Three-quarters of the works will sell for under HK$75,000 at the show, where prices will range from HK$1,000 to HK$100,000.
Organisers say Hong Kong is not facing an art-fair overload. On the contrary, they say, there has been a lack of platforms to display quality "affordable" works by artists who have yet to get their big breaks.
Will Ramsay, who founded the Affordable Art Fair in London in 1999, said it was appropriate now to bring the fair to Hong Kong as the art market had blossomed and the city had developed an audience for viewing and buying.
"But maybe not everyone can afford [art] selling at ART HK or Art Basel," Ramsay said, referring to two upmarket events.
He hoped his fair would eliminate the intimidating feeling of the art world and make art more accessible.
The city has been hosting fairs, auctions and international galleries selling top-notch artworks. Following the success of those events, fairs that promote works at comparatively affordable prices are beginning to take root, tackling the lower end of the market.
Besides the Affordable Art Fair from London, organisers of Affordable Art China have also said they are planning to launch a Hong Kong edition this year.
"There will be more and more [art fairs] as the market expands. Some will stay, some will go," Ramsay said.
In 2011, 51.6 per cent of artworks sold by dealers went for €3,001 to €50,000 (HK$30,200 and HK$502,900), the European Fine Art Foundation found in a survey. Dealers said 27.9 per cent of the works sold were priced at €3,000 or less, the survey showed. Only 0.9 per cent of the works were sold at €2 million or more.
The Affordable Art Fair already takes place in 15 cities and countries, including Singapore.
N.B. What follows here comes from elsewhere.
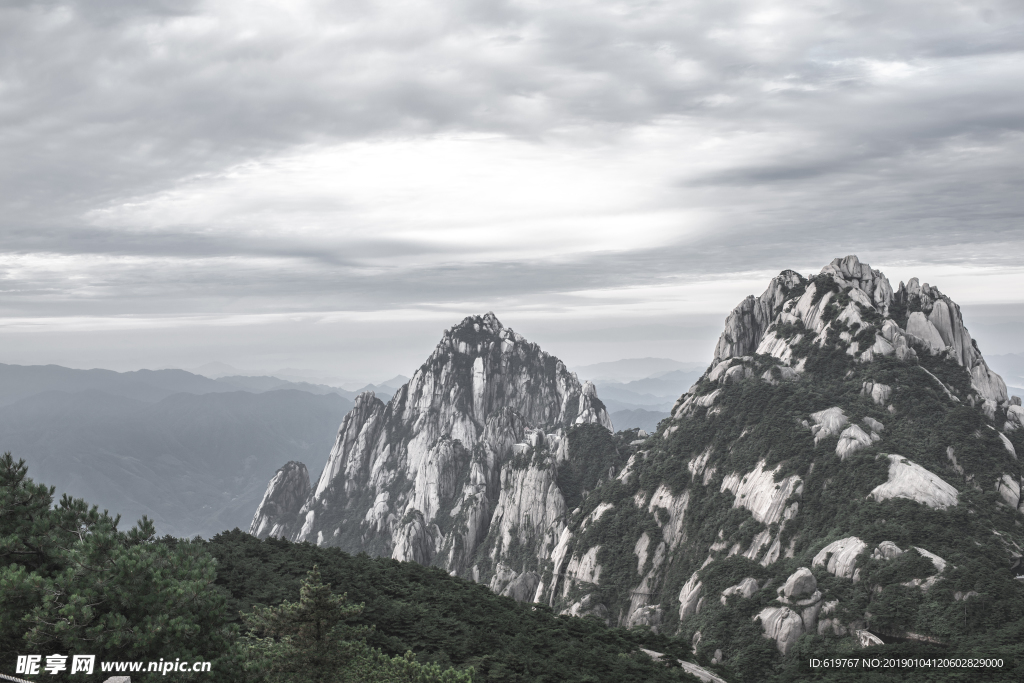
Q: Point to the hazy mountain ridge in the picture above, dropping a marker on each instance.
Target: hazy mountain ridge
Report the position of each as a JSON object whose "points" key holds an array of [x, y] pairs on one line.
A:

"Affordable doesn't mean cheap or bad quality," Ramsay said. "Only few lucky artists can make it big. This is a platform for young artists selling their works."
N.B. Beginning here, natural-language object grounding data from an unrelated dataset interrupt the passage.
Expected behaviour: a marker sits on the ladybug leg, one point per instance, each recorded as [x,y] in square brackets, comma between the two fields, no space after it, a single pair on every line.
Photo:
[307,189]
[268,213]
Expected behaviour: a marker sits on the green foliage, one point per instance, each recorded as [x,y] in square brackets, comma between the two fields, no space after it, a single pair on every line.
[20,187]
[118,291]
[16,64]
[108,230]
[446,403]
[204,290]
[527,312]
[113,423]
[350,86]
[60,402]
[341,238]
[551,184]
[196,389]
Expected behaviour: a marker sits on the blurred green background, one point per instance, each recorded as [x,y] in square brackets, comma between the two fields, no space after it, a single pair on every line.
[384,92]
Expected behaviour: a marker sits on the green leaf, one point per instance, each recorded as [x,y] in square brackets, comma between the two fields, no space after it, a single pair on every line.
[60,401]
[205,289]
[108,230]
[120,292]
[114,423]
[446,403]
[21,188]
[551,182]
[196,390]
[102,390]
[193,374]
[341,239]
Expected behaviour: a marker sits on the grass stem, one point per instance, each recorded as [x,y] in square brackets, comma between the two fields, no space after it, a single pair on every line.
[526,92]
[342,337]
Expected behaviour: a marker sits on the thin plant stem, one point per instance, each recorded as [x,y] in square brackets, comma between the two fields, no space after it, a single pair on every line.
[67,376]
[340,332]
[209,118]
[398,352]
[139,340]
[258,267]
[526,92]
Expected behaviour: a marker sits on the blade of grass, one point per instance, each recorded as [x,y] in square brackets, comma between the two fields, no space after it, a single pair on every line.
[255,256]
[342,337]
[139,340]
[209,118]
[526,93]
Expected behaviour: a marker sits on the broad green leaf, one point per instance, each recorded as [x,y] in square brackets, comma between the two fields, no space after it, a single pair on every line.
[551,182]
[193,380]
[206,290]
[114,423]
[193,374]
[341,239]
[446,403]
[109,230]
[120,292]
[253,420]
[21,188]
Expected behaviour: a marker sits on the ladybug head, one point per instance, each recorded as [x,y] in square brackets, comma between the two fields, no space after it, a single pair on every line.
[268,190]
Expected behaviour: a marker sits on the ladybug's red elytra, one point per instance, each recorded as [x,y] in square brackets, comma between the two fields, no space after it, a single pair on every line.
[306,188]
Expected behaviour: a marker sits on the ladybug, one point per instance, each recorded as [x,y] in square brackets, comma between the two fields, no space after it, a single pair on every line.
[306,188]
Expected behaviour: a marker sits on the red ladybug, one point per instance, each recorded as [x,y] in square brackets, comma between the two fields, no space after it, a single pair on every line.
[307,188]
The Hong Kong edition, taking place from March 15 to 17, will host 80 galleries, of which 60 per cent come from Asia, including 10 that are home-grown.
It would feature creations in a range of media from traditional works to photography and new media, Ramsay said.
The fair would also include an exhibition showcasing 12 Hong Kong young artists to promote the local scene, he said.
Hong Kong is becoming crowded with art fairs since ART HK, which Ramsay co-founded, took off in 2007. The first edition of Art Basel Hong Kong will take place between May 23 and 26 after the Swiss giant bought over the successful Hong Kong fair.